Most states where capital punishment is legal withhold the identities of people involved in executions and drug providers — either with laws that punish the publication of information on parties to executions or policies that maintain executioners and drug providers are exempt from laws requiring that officials disclose their activity.
States like Oklahoma have imposed laws barring access to the information, saying that they are protecting the safety of people involved in executions. But death penalty opponents say the states are afraid that activists will pressure drug suppliers to stop selling the drug to Corrections Departments across the US amid an apparent shortage.
A lawsuit filed by public defender Dale Baich last year challenged the constitutionality of Arizona’s secrecy over capital punishment ahead of the execution of inmate Joseph Rudolph Wood, arguing that he and other plaintiffs had a 1st Amendment right to know how the state would execute them.

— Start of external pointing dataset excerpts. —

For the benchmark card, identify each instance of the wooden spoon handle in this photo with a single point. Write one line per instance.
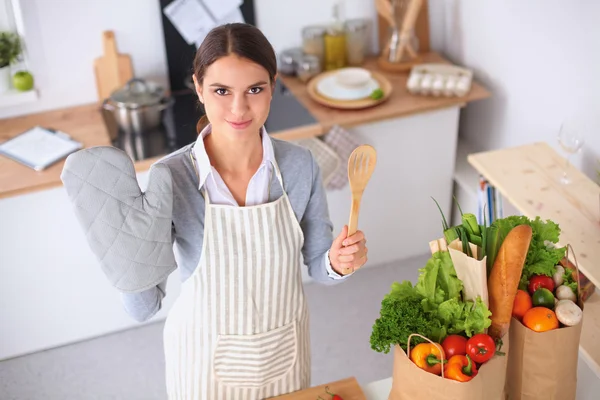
(354, 210)
(353, 224)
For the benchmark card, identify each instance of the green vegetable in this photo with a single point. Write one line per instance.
(377, 94)
(433, 308)
(399, 319)
(468, 232)
(542, 257)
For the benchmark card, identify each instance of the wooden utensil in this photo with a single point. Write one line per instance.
(408, 24)
(361, 165)
(347, 389)
(112, 70)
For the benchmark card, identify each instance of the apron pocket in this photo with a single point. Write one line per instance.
(255, 360)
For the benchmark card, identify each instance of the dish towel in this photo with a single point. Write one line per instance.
(343, 143)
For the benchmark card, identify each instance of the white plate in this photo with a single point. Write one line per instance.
(329, 87)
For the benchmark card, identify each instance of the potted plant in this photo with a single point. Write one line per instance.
(10, 49)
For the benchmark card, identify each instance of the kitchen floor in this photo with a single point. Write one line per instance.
(129, 365)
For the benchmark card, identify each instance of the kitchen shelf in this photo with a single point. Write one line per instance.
(14, 98)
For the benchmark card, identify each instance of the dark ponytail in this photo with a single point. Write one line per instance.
(241, 39)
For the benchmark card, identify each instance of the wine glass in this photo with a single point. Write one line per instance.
(570, 138)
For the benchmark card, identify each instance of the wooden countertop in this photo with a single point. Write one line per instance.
(400, 103)
(528, 176)
(84, 123)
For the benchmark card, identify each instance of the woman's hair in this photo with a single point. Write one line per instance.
(243, 40)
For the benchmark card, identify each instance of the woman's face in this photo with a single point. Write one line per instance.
(236, 94)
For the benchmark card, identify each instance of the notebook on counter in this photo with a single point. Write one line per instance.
(39, 147)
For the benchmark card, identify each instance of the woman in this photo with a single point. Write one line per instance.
(248, 212)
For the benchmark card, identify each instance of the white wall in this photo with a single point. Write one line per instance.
(64, 37)
(539, 58)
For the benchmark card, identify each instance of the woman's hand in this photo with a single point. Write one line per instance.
(347, 254)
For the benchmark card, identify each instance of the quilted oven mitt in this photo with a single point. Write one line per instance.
(128, 231)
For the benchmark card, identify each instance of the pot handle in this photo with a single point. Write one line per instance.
(108, 106)
(133, 81)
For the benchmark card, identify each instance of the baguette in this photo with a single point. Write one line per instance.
(505, 276)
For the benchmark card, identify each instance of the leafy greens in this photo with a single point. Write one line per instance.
(433, 308)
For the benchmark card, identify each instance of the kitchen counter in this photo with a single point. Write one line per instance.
(416, 140)
(528, 177)
(401, 102)
(85, 124)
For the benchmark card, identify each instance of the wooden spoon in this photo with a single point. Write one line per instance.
(361, 164)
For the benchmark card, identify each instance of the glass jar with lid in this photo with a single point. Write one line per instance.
(335, 42)
(313, 41)
(357, 40)
(308, 67)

Wood, who had been convicted of murdering his girlfriend, was executed on July 23, 2014 in a botched execution that took nearly two hours. Witnesses to the execution did not know that executioners administered 15 times the amount of lethal injection drug prescribed by Arizona Corrections Department protocol.
Mr Baich has since amended the lawsuit, seen by The Independent, that will now include free speech advocates First Amendment Coalition of Arizona as plaintiffs and, in addition to unveiling the parties involved in executions, take on the state’s use of the sedative Midazolam in executions. Judges will hear the lawsuit at a status conference on January 12.
Midazolam is the sedative used in the botched executions of inmates like Oklahoma’s Clayton Lockett, who witnesses say died after more than 40 minutes of writhing in pain. The drug’s use was challenged in US Supreme Court case Glossip v. Gross, but the Supreme Court ruled the drug did not amount to cruel and unusual punishment.
Dan Peitzmeyer, spokesman for local advocacy group Death Penalty Alternatives for Arizona, said he hopes Mr Baich’s litigation will start a precedent for greater transparency into the death penalty across the nation.
“Citizens have a right to know what their government is doing,” Mr Peitzmeyer told The Independent.
He offered Wood’s botched execution with 14 more rounds of lethal injection drug than usual as an example of what he calls a lack of oversight and accountability. “Protocol doesn’t mean a damn thing. The Department of Corrections does what they want to do,” he said.
The Arizona Corrections Department and Attorney General’s Office did not immediately respond to requests for comment from The Independent.
But one federal court ruling in Mr Baich’s favor may still not be enough to force states to disclose information on who conducts executions and how they do it.
The director at Washington-based advocacy organization the Death Penalty Information Center, Richard Dieter, told The Independent that different states like Ohio and Tennessee have imposed laws to block the information, but legal authorities in other states have withheld the information without any amendable law on the books.
It’s “hard to say” whether the Arizona litigation will have any national precedent, Mr Baich said.
“If a federal court in Arizona rules in our favour, for instance, that would not be binding on the federal courts in Missouri,” Mr Baich said. “It would have to be the [US] Supreme Court that would say, ‘This is permissible, this is not permissible.'”
“But that being said, I think if courts around the country start expressing concerns about secrecy … it might start a discussion in the legislatures and as part of public opinion about whether this secrecy is a good thing," Mr Baich added.